China’s foreign policy centers around its core interests of state sovereignty, national security, territorial integrity, basic safeguards for ensuring sustainable economic and social development, among others as laid out in its 2011 whitepaper. Accordingly, China views North Korea as an important buffer state against American and Japanese influence. Zbigniew Brzezinski claims that Chinese policy aims to “use American power to peacefully defeat American hegemony, but without unleashing any latent Japanese regional aspirations.” Although North Korea’s increasingly brazen nuclear tests created internal discomfort within China, especially as the third nuclear test coincided with the beginning of Xi Jinping’s first term, China has abandoned “maximum pressure” and has increasingly aligned more closely with North Korea and Russia. The US trade war with China is not helping. Recently, tough Chinese enforcement of sanctions had significantly dampened North Korea’s economy. However, a mix of North Korea’s reconciliatory 2018 New Year’s speech and unprecedented summits with Xi, Trump, and Moon, have led to a loosening of sanctions. Cross-border trade with China is picking up, and China and South Korea have promised large scale economic assistance.


Conclusion


North Korea continues to violate international norms and mandates. It has violated the aforementioned bans on oil and textiles. We must not forget that denuclearization is an obligation for North Korea; it is a member state of the UN under binding directions from the Security Council to completely denuclearize in a verifiable and irreversible way.

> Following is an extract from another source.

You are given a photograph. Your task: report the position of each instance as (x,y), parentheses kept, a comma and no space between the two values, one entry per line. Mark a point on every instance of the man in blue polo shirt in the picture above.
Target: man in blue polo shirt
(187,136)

In  light of its frequent past defections from international agreements, current mistrust of North Korea is understandable. Although President Moon, based on his assessment of North Korea’s economy as desperately weak, has recently reiterated his confidence in Kim Jong Un to follow through with his pledge to denuclearize, establishing a framework leading to CVID of North Korea’s nuclear weapons program remains a daunting task for Mike Pompeo and Stephen Biegun. There seems to be no clear-cut answer to this problem, but international cooperation and coordination between the US, China, South Korea, and Japan, is necessary to bring North Korea into compliance with international treaties and norms.